They won. Just in time to erase the deadline, a judge ruled that all evictions in Orleans and Jefferson parishes were to be immediately stayed. This means that landlords don’t have the right to rush down to court to evict their tenants just because they don’t yet know where their tenants are. Furthermore, under the judge’s order, FEMA is required, upon request, to provide both parishes with current contact information for the tenants that the landlords want to evict. In other words, they can no longer say, “Hey, haven’t heard from the guy. He’s outta here.” The landlord now has to make a real effort to find the tenant, then provide a written notice of eviction to the tenant’s most recent address.
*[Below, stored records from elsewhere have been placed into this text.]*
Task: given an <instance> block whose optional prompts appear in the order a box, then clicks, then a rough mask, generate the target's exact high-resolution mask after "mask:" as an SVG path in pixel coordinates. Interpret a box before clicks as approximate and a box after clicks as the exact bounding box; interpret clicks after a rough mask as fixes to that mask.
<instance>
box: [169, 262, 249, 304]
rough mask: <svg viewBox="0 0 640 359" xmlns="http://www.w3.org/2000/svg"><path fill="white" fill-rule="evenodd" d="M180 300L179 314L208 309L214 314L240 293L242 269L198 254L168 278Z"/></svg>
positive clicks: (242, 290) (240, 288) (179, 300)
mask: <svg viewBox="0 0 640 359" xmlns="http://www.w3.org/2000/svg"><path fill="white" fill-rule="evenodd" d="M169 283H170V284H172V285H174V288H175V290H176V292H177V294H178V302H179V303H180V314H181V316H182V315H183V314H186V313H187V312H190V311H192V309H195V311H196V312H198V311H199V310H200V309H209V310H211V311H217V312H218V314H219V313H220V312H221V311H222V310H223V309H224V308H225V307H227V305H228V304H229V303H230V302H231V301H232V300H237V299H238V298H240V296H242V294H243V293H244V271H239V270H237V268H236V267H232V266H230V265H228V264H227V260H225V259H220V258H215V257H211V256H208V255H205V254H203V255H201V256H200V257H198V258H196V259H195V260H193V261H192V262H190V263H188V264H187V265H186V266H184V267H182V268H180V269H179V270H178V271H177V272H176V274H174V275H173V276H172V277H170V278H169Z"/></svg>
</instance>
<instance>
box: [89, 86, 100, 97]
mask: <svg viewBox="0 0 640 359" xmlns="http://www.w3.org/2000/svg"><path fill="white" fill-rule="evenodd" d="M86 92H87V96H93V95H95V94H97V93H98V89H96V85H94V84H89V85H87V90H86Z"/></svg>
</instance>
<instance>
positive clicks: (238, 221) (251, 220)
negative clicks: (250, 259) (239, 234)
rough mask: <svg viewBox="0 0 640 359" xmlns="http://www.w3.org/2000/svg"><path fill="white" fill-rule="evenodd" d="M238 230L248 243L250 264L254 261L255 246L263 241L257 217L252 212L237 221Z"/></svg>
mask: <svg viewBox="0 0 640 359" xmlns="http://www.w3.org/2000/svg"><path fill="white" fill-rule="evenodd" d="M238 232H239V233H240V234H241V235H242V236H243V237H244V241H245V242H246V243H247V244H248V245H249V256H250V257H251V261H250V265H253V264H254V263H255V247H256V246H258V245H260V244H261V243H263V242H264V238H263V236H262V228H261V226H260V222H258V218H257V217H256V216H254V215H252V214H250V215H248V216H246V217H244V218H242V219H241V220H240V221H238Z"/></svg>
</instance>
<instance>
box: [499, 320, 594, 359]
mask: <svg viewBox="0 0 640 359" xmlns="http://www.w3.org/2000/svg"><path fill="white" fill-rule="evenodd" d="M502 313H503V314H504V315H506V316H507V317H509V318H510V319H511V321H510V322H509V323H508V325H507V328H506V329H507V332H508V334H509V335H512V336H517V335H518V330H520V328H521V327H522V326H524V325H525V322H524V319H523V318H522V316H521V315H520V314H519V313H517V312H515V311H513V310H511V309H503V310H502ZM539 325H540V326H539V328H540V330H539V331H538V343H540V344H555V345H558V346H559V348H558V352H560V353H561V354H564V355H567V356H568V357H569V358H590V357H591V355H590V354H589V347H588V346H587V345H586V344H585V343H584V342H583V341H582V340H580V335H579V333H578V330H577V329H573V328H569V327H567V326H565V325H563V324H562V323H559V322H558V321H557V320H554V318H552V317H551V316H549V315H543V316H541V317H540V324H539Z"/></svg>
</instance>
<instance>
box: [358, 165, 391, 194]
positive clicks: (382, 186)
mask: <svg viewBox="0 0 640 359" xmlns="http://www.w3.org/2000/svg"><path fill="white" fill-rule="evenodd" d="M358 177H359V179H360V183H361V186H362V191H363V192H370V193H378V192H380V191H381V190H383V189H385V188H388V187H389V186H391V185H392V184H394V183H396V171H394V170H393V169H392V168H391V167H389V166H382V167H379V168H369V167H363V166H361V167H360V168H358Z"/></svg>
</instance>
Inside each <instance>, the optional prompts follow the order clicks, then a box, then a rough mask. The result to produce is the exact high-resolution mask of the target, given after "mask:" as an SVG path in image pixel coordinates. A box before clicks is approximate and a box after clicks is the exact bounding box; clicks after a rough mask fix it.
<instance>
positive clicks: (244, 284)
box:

The tenant then has 45 days from the date of mailing to respond.

In short, evacuees who faced being thrown into the street as of last Thursday, Dec. 1, now have nearly two more months to get things together. That’s still not much, but it beats the hell out of tomorrow.

So for now, at least in this instance, at least some of New Orleans’ poor won a battle. Only time will tell how they will fare throughout the war.

The good news, however, is that the dispossessed are fighting back. With the help of a number of sympathetic organizations who seemed prepared for this eventuality, it looks like they may even be scoring a few victories. The best way to keep the victories coming is to keep that light of scrutiny shining bright.